Commentary

Slam

Barring the medical community's endorsement of a steak-only diet, I can't imagine anything in this world that would give me more pleasure than my current rotisserie basketball ownership of Kevin Garnett. With KG, every matinee contest is a five-category buffet; every night game, a smorgasbord of statistical mirth. If the big gal/fella upstairs sees it fit, in his/her abundance, to bestow upon me a league title and the beer money that accompanies it, I shall elevate Mr. Garnett above Eddie Van Halen, the cast of "Scrubs" and possibly even Barry Sanders in my hierarchy of incidental idolatry.

The February Slam doesn't devote much attention to KG, choosing instead to lavish its attention on a handful of other oft-profiled supadupastars (Vince Carter, Chris Bosh, Joe Johnson). While this sounds like the publishing equivalent of McHale/Parish-for-Carroll/some other guy--is there anything that even a hoops casualist doesn't already know about these guys?--Slam smartly ducks the rote story angles.

For Carter, it'd have been easy to write, for the 3,487th time, the redemption-of-a-star piece, complete with quotes from former teammates ("he looks like he's having fun out there again") and publicist B.S. ("Fresh from handing out Kwanzaa candles to impoverished single-limbed orphans, Carter apologizes for arriving 90 seconds late to the interview"). Instead, Slam remains in the background as Carter watches and reacts to a reel of his most famous dunks. The story-behind-the-slams bit gives readers more of a sense of who this dude really is than most anything else already written about him.

That knowing-insider perspective elevates Slam above any number of sports-dork titles. I have no clue what goes on in editorial meetings, but I imagine that Slam staffers start out by asking, "What would we like to read about next month?" They're fans first and journalisty people second; they revel in the joy of the game and its personalities. This stands in severe contrast to an increasing percentage of sports publications and Web sites, which suck the fun out of the trivial pursuits they chronicle.

Slam's bottom-of-the page "Noyz" crawl dishes out stream-of-consciousness wit, rehashing an old Stephen Jackson scouting report to great comedic effect: "He is able to absorb contact and still get off his shot" (if you don't follow the NBA, that whooshing sound you heard was a line going over your head). Despite its dated Cheney-shooting-his-friends gibe, "Louder Than a Bomb" intelligently and soberly addresses what it calls the "pornography of violence" in the sports world.

Unless you enjoy toothy smiles -- the default facial expressions for NBA players, apparently, are scowls and open-mouthed roars -- you'll likely be swayed by Slam's design as well. Though it falls short of the sublime graphic frippery of ESPN The Magazine, Slam switches easily between fonts (the neatly fragmented Charlie Villanueva headline and pull quotes) and colors (red pages that match Johnson's home Hawks jersey).

Alas, the fan-first-journalist-second thing, and the sloppiness that comes with it, makes paging through Slam a frustrating experience at times. One of the "Noyz" ramblings is repeated a second time and a reader takes the mag to task for listing a WNBA player as a member of the University of Tennessee squad. I don't understand a few of the placement decisions, either, especially the ones to plop a Corey Maggette/Yao Ming pullout poster in the middle of the Bosh feature and to break up a two-page, vertical spread featuring three Sacramento players with a thick Timberland ad.

I also think Slam oughta poop or get off the pot when it comes to its coverage of women's hoops.

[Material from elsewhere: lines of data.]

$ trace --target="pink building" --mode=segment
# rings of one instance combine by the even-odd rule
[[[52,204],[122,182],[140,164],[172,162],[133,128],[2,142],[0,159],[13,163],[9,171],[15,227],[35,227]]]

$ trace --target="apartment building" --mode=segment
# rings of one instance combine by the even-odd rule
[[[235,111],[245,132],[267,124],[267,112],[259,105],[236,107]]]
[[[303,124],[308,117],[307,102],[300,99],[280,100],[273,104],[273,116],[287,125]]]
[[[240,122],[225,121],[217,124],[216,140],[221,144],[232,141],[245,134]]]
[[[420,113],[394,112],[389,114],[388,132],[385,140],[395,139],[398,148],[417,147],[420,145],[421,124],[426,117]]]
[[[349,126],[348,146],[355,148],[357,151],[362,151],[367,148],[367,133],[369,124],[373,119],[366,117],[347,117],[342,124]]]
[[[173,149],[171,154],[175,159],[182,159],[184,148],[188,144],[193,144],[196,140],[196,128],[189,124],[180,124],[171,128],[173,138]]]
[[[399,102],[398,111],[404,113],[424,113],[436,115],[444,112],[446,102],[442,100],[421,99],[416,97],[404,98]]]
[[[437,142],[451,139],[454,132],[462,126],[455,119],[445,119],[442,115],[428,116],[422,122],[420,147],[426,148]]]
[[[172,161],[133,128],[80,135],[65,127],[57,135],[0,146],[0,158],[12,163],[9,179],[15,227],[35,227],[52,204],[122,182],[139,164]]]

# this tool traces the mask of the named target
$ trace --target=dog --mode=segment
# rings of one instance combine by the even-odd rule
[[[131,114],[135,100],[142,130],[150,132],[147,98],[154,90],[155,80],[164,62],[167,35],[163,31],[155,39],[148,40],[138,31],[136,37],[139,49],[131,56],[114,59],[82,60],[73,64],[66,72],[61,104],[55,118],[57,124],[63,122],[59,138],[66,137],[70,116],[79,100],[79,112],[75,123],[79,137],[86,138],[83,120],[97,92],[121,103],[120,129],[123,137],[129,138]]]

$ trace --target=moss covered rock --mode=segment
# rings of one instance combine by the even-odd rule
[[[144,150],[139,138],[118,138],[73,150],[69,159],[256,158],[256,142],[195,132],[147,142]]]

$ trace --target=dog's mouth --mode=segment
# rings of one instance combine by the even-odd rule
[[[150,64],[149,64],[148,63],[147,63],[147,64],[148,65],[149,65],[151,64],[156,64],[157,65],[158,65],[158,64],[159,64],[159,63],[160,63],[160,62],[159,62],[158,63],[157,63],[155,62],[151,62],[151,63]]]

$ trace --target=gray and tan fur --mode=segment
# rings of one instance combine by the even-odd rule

The mag gives its few items on woman players, notably the cardboard-dull piece on Courtney Paris ("right now I'm just trying to stay focused on team goals"), short shrift. They pale in every way next to the fervent, in-depth profiles of men.

Me, I don't have much use for the WNBA or women's college hoops, because they lack the athleticism of the men's game (Note: this is a personal opinion held by an individual sports fan. Do not interpret it as, "What? Women can play basketball? Next thing you know, they'll be allowed to vote!"). But Slam, if it chooses to cover women's hoops at all, owes the players, the sport and readers the same caliber of coverage it affords men's basketball. Do it right, or don't bother.

As opposed to the decision to draft Kevin Garnett in one's fantasy basketball league, assembling an entertaining sports publication in this era of 24/7 online commentary is hard, dude. Need proof? Look at the absence of comparable titles for baseball (Slug?) or football (Spike?) fans. That Slam pulls it off without criticizing, proselytizing or otherwise hatin' is an accomplishment indeed.